Vinnie isn't. Now Lavinia, she has, of course, become the proper suburban housewife with husband, kids, swimming pool, tennis court and even a golden retriever. She is less than thrilled to have her checkered past turn up in the form of Suzette, who has picked up en route a disillusioned screenwriter named Harry (Geoffrey Rush) who wants to get to Phoenix to shoot his father, a singular ambition. Most folks come for the dry desert air.
Vinnie has two teen-age daughters in different stages of privileged rebellion (Erika Christensen and Eva Amurri, Sarandon's real-life daughter), along with all the other accouterments of a yuppie existence. As Suzette begins to insinuate her free spirit into the household, we can see where this is going (except for Harry and his dad). But wait a minute.
Let us not forget, we are dealing with two pros here. Sarandon and Hawn could make teenyboppers yearn to be 50-year-olds, and a silly script is something they can deal with. And they do so admirably with this one, according to many critics.

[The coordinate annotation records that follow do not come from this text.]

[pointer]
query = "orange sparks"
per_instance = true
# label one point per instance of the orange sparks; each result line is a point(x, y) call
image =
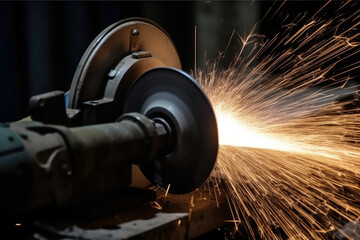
point(289, 128)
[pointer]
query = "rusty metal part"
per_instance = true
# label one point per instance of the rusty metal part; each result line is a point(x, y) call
point(54, 166)
point(174, 96)
point(173, 217)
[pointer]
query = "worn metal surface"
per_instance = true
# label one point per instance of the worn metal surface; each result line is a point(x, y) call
point(109, 47)
point(172, 217)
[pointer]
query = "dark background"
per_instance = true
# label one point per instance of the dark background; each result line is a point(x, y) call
point(41, 43)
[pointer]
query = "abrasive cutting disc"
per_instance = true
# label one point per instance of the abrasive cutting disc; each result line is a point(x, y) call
point(110, 47)
point(174, 96)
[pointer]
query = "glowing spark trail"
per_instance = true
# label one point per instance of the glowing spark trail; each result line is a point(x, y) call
point(289, 128)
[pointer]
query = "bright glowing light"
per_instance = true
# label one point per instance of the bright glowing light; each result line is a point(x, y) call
point(290, 151)
point(233, 132)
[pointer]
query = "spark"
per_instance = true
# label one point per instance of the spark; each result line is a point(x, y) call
point(289, 146)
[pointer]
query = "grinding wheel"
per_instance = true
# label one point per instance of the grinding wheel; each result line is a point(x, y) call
point(174, 96)
point(110, 47)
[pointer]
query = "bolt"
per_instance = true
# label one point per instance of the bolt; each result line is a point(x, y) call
point(135, 32)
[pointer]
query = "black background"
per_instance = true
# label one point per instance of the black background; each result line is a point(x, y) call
point(41, 43)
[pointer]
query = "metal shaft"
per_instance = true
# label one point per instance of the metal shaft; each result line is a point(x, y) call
point(51, 166)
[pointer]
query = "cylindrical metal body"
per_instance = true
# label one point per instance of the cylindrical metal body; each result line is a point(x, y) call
point(52, 166)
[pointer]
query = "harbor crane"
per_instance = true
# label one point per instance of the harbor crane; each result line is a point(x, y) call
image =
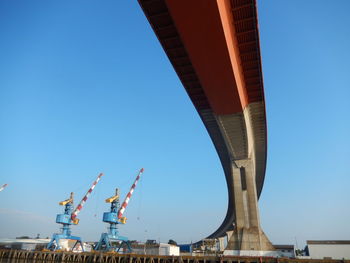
point(3, 187)
point(68, 218)
point(115, 217)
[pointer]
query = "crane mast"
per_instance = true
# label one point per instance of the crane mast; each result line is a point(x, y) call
point(115, 217)
point(69, 218)
point(3, 187)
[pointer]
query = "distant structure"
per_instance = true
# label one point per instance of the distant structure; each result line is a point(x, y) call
point(214, 48)
point(328, 249)
point(287, 251)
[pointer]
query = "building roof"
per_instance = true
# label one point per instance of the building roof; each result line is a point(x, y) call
point(284, 246)
point(328, 242)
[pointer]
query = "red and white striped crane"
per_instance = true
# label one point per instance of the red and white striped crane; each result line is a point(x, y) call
point(128, 196)
point(82, 202)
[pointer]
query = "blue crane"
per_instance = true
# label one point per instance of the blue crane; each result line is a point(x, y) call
point(68, 218)
point(113, 218)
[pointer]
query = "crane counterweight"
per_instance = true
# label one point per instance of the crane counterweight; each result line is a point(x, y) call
point(69, 218)
point(113, 218)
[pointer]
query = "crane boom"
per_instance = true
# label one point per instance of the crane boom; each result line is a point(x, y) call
point(128, 196)
point(82, 202)
point(3, 187)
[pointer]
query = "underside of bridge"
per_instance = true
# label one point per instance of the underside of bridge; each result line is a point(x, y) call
point(213, 46)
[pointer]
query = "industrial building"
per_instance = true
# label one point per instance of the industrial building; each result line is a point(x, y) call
point(286, 251)
point(328, 249)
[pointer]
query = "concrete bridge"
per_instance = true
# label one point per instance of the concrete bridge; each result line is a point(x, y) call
point(214, 48)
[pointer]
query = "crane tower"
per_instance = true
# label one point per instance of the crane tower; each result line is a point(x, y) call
point(115, 217)
point(68, 218)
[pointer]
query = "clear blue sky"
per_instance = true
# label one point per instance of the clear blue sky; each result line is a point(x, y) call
point(85, 87)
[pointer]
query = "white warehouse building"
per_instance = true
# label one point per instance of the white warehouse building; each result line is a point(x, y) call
point(328, 249)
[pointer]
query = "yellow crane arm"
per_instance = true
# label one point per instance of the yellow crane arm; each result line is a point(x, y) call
point(111, 199)
point(70, 200)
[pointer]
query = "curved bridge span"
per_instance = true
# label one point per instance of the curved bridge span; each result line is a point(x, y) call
point(214, 48)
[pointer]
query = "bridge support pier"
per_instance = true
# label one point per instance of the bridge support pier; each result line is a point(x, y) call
point(247, 238)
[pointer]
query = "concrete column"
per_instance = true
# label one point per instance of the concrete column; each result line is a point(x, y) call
point(238, 193)
point(252, 195)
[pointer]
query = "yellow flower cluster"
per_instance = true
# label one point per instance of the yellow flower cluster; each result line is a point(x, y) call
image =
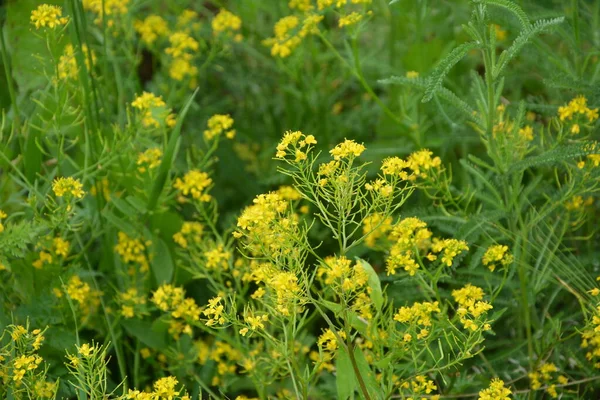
point(190, 232)
point(66, 187)
point(296, 144)
point(300, 5)
point(544, 375)
point(153, 110)
point(82, 293)
point(289, 32)
point(47, 15)
point(526, 133)
point(131, 301)
point(217, 258)
point(450, 248)
point(219, 124)
point(418, 319)
point(408, 235)
point(60, 248)
point(3, 215)
point(471, 307)
point(411, 237)
point(497, 255)
point(151, 28)
point(149, 159)
point(590, 337)
point(111, 9)
point(322, 4)
point(20, 365)
point(350, 19)
point(194, 183)
point(578, 203)
point(68, 68)
point(133, 250)
point(347, 149)
point(496, 391)
point(339, 273)
point(164, 389)
point(215, 311)
point(420, 385)
point(577, 106)
point(227, 23)
point(288, 193)
point(328, 345)
point(253, 323)
point(182, 48)
point(419, 164)
point(223, 354)
point(184, 311)
point(268, 226)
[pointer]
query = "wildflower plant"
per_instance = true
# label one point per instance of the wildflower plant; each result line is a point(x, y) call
point(227, 200)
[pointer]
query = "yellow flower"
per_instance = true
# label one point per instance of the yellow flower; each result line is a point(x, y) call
point(350, 19)
point(151, 28)
point(497, 254)
point(149, 159)
point(2, 216)
point(47, 15)
point(194, 183)
point(180, 42)
point(164, 388)
point(108, 8)
point(61, 247)
point(219, 124)
point(68, 186)
point(496, 391)
point(68, 67)
point(526, 133)
point(149, 106)
point(347, 149)
point(226, 22)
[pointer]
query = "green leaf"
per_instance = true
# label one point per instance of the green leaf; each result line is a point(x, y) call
point(374, 284)
point(444, 66)
point(367, 375)
point(162, 263)
point(554, 156)
point(145, 332)
point(524, 38)
point(513, 8)
point(443, 94)
point(119, 223)
point(345, 379)
point(167, 161)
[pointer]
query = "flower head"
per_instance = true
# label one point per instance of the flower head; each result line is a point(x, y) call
point(47, 15)
point(68, 187)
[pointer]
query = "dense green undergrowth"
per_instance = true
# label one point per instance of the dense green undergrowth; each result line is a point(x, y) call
point(309, 199)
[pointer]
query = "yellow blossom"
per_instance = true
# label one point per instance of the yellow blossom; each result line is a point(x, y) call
point(47, 15)
point(68, 187)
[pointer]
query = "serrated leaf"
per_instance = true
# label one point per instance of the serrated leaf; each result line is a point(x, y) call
point(524, 38)
point(374, 284)
point(441, 70)
point(512, 7)
point(145, 332)
point(162, 263)
point(367, 374)
point(344, 376)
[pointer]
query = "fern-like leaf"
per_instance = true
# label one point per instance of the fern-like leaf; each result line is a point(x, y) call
point(513, 8)
point(524, 38)
point(443, 94)
point(441, 70)
point(554, 156)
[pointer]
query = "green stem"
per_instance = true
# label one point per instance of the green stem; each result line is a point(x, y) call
point(9, 81)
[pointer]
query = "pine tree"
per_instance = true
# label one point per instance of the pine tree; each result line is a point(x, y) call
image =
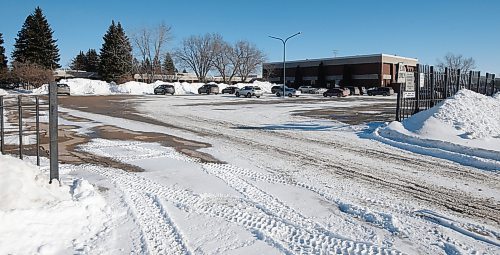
point(321, 75)
point(79, 62)
point(35, 44)
point(3, 58)
point(168, 65)
point(92, 61)
point(116, 55)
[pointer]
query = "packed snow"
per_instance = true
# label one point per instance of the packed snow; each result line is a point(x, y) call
point(41, 218)
point(82, 86)
point(463, 128)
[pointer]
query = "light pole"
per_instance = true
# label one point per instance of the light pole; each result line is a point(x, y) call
point(284, 59)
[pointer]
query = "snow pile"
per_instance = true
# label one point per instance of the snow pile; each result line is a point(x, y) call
point(41, 218)
point(464, 128)
point(80, 86)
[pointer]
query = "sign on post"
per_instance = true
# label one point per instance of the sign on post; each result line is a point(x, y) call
point(401, 78)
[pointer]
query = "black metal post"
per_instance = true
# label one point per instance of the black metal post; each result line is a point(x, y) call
point(37, 116)
point(53, 132)
point(398, 103)
point(20, 122)
point(1, 126)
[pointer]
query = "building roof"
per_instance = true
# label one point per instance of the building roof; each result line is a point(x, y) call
point(357, 59)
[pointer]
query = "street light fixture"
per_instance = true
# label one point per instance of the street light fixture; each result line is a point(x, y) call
point(284, 60)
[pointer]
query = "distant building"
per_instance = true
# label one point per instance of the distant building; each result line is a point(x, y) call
point(69, 74)
point(363, 70)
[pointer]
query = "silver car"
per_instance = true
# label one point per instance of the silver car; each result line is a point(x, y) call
point(63, 89)
point(249, 91)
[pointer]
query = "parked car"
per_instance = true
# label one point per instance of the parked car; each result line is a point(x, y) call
point(353, 90)
point(164, 89)
point(249, 91)
point(363, 91)
point(336, 92)
point(308, 89)
point(384, 91)
point(289, 92)
point(275, 89)
point(209, 89)
point(63, 89)
point(229, 90)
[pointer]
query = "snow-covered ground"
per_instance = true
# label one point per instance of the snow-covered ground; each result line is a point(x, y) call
point(286, 183)
point(95, 87)
point(464, 128)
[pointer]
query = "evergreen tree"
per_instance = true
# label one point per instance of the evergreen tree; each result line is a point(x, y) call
point(92, 61)
point(3, 58)
point(299, 77)
point(79, 62)
point(168, 65)
point(116, 55)
point(34, 42)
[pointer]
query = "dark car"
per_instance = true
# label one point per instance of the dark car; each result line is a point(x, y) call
point(164, 89)
point(275, 89)
point(353, 90)
point(384, 91)
point(209, 89)
point(335, 92)
point(229, 90)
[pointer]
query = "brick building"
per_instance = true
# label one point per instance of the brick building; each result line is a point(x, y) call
point(363, 70)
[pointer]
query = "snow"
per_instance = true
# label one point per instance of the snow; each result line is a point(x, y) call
point(41, 218)
point(464, 128)
point(80, 86)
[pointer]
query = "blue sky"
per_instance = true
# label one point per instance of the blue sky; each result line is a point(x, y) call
point(423, 29)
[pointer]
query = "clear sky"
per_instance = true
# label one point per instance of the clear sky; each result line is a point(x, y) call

"The Big Chill," which examined life in the real world 10 years after college, it isn't, not by a long shot. According to Eleanor Ringel Gillespie in the Atlanta Journal-Constitution, "Writer-director Bob Dolman just isn't up to the task. He falls back on sitcom predicaments and touchy-feely embraces. The movie wavers between Hallmark-card sentimentality and goofy, life-affirming moments straight out of a cellular phone commercial."
Still, Gillespie says, Hawn and Sarandon are "gorgeous inside and out; whether as sexy broads or grande dames, they take the movie as far as it can go on sheer guts and starshine." The apparent problem is it doesn't go far enough.
But if it's not an intellectual or emotional blockbuster, there's an awful lot of fun to be had with these two. Hawn's daughter, Kate Hudson, starred as groupie Penny Lane in "Almost Famous," Cameron Crow's account of his career as a teen-age journalist with Rolling Stone magazine. It looks as if Hawn could have been Lane's cohort in those good old days nobody remembers after they exchange hats and horns and hashish for a Chivas Regal on the rocks.
"The Banger Sisters" runs one hour and 38 minutes and is rated R for language, sexual content and some drug use. It starts Thursday at Market Square East on St. Thomas.